Implement public opinion risk management based on the reviews from a takeaway platform

This topic describes how to implement public opinion risk management based on the reviews from a takeaway platform.

Background information

Many merchants use online platforms to receive product feedback from consumers. Consumer feedback includes positive and negative feedback, that is, praises and criticisms. Merchants can learn whether their product quality meets consumer needs based on consumer feedback. Merchants can obtain the consumer opinion trend by analyzing consumer review content and use the trend as a guide for product research and development.

A large number of reviews are submitted on the online review platforms every day. Traditionally, merchants manually collect public opinion. This method is inefficient and fails to accurately collect statistics on public opinion if the data volume is large. Therefore, merchants need an approach to automatically collect statistics on public opinion to determine the public opinion trend. Machine Learning Platform for AI (PAI) provides a set of algorithms that are developed based on text vectorization and classification. These algorithms can create a classification model based on positive and negative reviews with historical labels. You can use the model to automatically predict the trend of new reviews. The overall modeling framework, which is developed based on 11,987 labeled reviews from a takeaway platform, is preset in Machine Learning Designer. The framework implements automatic risk management of positive and negative public opinion with an accuracy of about 75%.

You can use the pipeline template that is preset in Machine Learning Designer to develop a solution for public opinion risk management within one to two days. Then, you can use the solution to analyze a large number of reviews at a time. The prediction accuracy of the model is proportional to the number of reviews.

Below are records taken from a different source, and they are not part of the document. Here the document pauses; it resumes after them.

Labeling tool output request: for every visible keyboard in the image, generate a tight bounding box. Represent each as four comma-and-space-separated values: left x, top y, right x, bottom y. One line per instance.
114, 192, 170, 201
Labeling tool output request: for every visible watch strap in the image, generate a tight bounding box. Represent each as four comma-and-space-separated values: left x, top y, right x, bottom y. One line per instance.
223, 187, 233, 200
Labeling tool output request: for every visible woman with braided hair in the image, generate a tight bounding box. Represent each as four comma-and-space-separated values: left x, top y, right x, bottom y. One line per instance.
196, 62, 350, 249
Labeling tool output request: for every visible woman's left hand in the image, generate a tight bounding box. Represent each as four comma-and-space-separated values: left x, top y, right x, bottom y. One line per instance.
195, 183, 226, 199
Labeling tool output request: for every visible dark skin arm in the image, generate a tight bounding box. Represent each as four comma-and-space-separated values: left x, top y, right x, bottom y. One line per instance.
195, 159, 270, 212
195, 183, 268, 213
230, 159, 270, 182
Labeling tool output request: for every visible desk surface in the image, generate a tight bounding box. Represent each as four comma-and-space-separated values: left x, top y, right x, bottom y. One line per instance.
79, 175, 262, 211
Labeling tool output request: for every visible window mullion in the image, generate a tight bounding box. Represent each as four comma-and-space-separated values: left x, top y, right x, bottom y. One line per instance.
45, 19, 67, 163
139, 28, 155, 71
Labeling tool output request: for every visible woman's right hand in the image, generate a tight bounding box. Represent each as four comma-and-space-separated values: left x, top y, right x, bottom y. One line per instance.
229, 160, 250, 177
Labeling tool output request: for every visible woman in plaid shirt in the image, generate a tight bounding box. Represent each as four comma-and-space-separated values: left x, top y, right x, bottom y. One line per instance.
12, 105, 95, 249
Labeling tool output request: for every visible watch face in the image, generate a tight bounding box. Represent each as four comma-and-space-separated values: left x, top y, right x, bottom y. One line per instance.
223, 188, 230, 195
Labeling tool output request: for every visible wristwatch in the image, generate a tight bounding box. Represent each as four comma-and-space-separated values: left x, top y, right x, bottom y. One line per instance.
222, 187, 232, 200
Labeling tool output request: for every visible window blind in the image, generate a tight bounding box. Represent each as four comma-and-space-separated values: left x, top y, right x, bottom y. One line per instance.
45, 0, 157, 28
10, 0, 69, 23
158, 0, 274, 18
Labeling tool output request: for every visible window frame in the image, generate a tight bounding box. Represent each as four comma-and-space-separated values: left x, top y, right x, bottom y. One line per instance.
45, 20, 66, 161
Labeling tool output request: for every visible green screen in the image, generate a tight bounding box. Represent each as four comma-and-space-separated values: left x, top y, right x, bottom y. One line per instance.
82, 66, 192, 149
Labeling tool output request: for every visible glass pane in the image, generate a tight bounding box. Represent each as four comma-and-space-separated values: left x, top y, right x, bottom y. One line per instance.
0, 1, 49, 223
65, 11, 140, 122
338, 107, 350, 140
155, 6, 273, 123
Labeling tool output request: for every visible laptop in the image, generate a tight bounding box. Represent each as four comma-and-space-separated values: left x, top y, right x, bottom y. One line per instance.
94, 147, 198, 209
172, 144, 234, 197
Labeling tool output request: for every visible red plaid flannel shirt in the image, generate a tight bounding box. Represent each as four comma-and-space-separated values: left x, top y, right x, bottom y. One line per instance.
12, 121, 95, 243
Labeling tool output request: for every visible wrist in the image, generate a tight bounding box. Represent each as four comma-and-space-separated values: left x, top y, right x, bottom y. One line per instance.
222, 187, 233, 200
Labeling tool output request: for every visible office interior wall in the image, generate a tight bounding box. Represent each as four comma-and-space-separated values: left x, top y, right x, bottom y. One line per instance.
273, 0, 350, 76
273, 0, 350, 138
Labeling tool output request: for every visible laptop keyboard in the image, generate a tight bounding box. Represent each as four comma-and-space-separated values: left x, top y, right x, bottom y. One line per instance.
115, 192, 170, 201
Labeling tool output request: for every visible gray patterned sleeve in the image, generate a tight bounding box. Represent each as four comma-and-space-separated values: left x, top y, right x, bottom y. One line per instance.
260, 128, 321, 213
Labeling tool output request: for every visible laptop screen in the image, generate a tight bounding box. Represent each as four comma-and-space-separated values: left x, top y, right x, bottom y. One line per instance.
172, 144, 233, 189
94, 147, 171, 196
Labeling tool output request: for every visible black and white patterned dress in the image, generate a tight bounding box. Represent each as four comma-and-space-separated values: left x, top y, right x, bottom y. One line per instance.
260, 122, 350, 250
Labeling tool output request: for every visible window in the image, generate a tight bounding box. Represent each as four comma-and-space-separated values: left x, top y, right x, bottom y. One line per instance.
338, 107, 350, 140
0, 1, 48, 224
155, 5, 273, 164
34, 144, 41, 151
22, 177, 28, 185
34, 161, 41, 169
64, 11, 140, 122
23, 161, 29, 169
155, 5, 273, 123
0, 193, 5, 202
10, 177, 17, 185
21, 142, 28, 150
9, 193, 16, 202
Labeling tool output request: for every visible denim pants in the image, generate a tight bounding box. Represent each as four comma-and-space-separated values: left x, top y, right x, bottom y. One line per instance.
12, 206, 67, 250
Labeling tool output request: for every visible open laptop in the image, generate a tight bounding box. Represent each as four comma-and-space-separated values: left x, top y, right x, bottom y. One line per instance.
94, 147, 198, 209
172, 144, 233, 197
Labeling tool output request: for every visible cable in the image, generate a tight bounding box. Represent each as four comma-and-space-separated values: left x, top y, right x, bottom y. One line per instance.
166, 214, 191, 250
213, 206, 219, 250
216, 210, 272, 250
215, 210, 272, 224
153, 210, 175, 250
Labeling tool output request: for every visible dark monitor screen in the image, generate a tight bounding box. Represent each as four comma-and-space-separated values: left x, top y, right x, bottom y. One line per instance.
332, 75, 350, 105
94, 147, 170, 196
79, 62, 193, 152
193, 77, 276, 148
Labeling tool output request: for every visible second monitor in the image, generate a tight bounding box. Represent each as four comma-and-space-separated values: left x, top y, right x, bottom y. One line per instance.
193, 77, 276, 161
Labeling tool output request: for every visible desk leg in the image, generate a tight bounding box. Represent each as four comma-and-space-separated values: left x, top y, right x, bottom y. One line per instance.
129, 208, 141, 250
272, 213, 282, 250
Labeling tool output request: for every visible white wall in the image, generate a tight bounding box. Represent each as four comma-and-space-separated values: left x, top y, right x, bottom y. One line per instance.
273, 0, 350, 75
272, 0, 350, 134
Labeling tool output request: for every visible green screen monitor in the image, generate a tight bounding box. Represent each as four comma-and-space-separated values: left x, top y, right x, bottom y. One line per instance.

This solution is applicable to text analysis such as spam classification and classification of positive and negative opinions on news.

Datasets

The pipeline described in this topic is based on masked real data that is collected from a takeaway platform. The following table describes the fields in the data.

Field

Data type

Description

label

DOUBLE

Indicates whether the review is positive or negative. Valid values:

1: positive review
0: negative review

review

STRING

The review content.

Go to the Machine Learning Designer page.
1. Log on to the PAI console.
2. In the left-side navigation pane, click Workspaces. On the Workspaces page, click the name of the workspace that you want to manage.
3. In the left-side navigation pane of the workspace page, choose Model Development and Training > Visual Modeling (Designer) to go to the Machine Learning Designer page.

Create a pipeline.

On the Visualized Modeling (Designer) page, click the Preset Templates tab.
On this tab, find the Public Opinion Risk Control Based on Takeaway Reviews template and click Create.
In the Create Pipeline dialog box, configure the parameters. You can use their default values.
The value specified for the Pipeline Data Path parameter is the Object Storage Service (OSS) bucket path of the temporary data and models generated during the runtime of the pipeline.
Click OK.
It requires about 10 seconds to create the pipeline.
On the Pipelines tab, double-click the Public Opinion Risk Control Based on Takeaway Reviews pipeline to open the pipeline.

View the components of the pipeline on the canvas, as shown in the following figure. The system automatically creates the pipeline based on the built-in template.

Takeaway pipeline

Section	Description
①	The component displayed in this section imports the review data.
②	The component displayed in this section imports the stopwords. Stopwords include auxiliary verbs and punctuation marks. You must manually upload a stopword table, as shown in the following figure.
③	The components displayed in this section vectorize the text. The Doc2Vec-1 component uses the Doc2Vec algorithm to convert each review to a semantic vector. Each row represents a vector, and each vector represents the meaning of a review. After the pipeline is run, right-click Doc2Vec on the canvas and choose View Data > View Document Vector Table. On the tab that appears, view the text vector table.
④	The components displayed in this section generate a binary classification model. The Split-1 component uses a splitting algorithm to split the vectorized text into a training dataset and a prediction dataset. Then, the Logistic Regression for Binary Classification-1 component uses the logistic regression algorithm to train a binary classification model based on the training dataset. The model can determine whether a review is positive or negative.
⑤	The components displayed in this section use a confusion matrix to evaluate the quality of the model.

Run the pipeline and view the results.
1. In the upper-left corner of the canvas, click .
2. Right-click Confusion Matrix on the canvas and click Visual Analysis.
3. In the Confusion Matrix section, click the Statistics tab and view the model statistics.